Last week, TII introduced the Falcon 2 model series and said it compared favorably to Meta’s Llama 3. That is a tall order because Llama 3 is well ahead of the old PaLM models and is particularly strong in the small and mid-sized model segments. The Falcon 2 models introduced thus far are the 11B and the 11B VLM, which is a vision-to-language model. TII commented in the announcement:
We are really excited about Falcon 2 11B VLM – it enables the seamless conversion of visual inputs into textual outputs. While both models are multilingual, notably, Falcon 2 11B VLM stands out as TII's first multimodal model – and the only one currently in the top tier market that has this image-to-text conversion capability, marking a significant advancement in AI innovation.
The 11B variant was trained on 5.5 trillion data tokens as presumably was the VLM edition. However, VLM may have had additional training and certainly underwent a different post-training and fine-tuning regimen.
Performance
Model developers are very selective about whom they benchmark against. Very often we see a different set of benchmark figures and different model comparisons across model versions. This is no exception. However, this is still very useful, given that Llama 3 8B made such a big impression when it was introduced. Meta CEO Mark Zuckerberg highlighted that it performed comparably to the Llama 2 70B edition.
However, credit TII for reporting the key benchmark tests from the Open LLM Leaderboard, offering it a combined score of 64.28 compared to 62.55. It performs a bit better than Llama 3 8B in five of the six benchmarks. Granted, it is about one-third larger and trained on more tokens, but what you can take from this is that Falcon 2 11B is a competitive model.
A Multi-Model
TII also stressed the multilingual and multi-modal capabilities of the new model. It supports English, French, Spanish, German, Portuguese, and “various other languages.” A notable omission is Arabic. Given that TII Falcon originates in the UAE, it would be logical for Arabic to be listed as one of its supported languages, but that may be something to look for in the future.
The 11B VLM’s multi-modal capabilities appear limited today to interpreting images. Unfortunately, the announcement did not provide significant details on this topic, but it did provide an example, which is provided above.
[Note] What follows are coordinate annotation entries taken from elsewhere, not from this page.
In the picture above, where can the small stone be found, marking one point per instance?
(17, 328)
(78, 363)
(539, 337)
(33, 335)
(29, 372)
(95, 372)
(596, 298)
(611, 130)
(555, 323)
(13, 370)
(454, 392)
While many models are now capable of generating images, image interpretation has wider applicability. TII’s announcement added:
Falcon 2 11B VLM, a vision-to-language model also has the capability to identify and interpret images and visuals from the environment, providing a wide range of applications across industries such as healthcare, finance, e-commerce, education, and legal sectors.
These applications range from document management, digital archiving, and context indexing to supporting individuals with visual impairments.
Open Model Anyone
Falcon 2 is appropriately compared with Meta’s Llama three, in part, because both are open models. Neither are precisely open-source, as they provide restrictions beyond traditional open-source licenses. However, both are open access in that the restrictions are placed on some use cases and use profiles as opposed to who can use them.
TII likes to state that Falcon 2 licensing “is, in part, based on the Apache License Version 2.0.” This is largely true for the 11B licensing. There are only four “acceptable use” policy restrictions and there is no mention of commercial restrictions.
Some of the other TII models have more onerous commercial restrictions, but the organization seems to be most permissive with its smaller models. This is likely a competitive necessity, regardless of the organization’s intent. Meta’s Llama models are open, as are Google’s Gemma models and offerings from Databricks and others.
What’s Next
Falcon 2 11B is available now, and the 11B VLM is listed as “coming soon.” Beyond this release, you can likely expect another 40-70B model to come out as a replacement for Falcon 40B and much larger models as a successor to 180B. In addition, I’m predicting that a version of Falcon tuned for Arabic is likely to arrive later in 2024.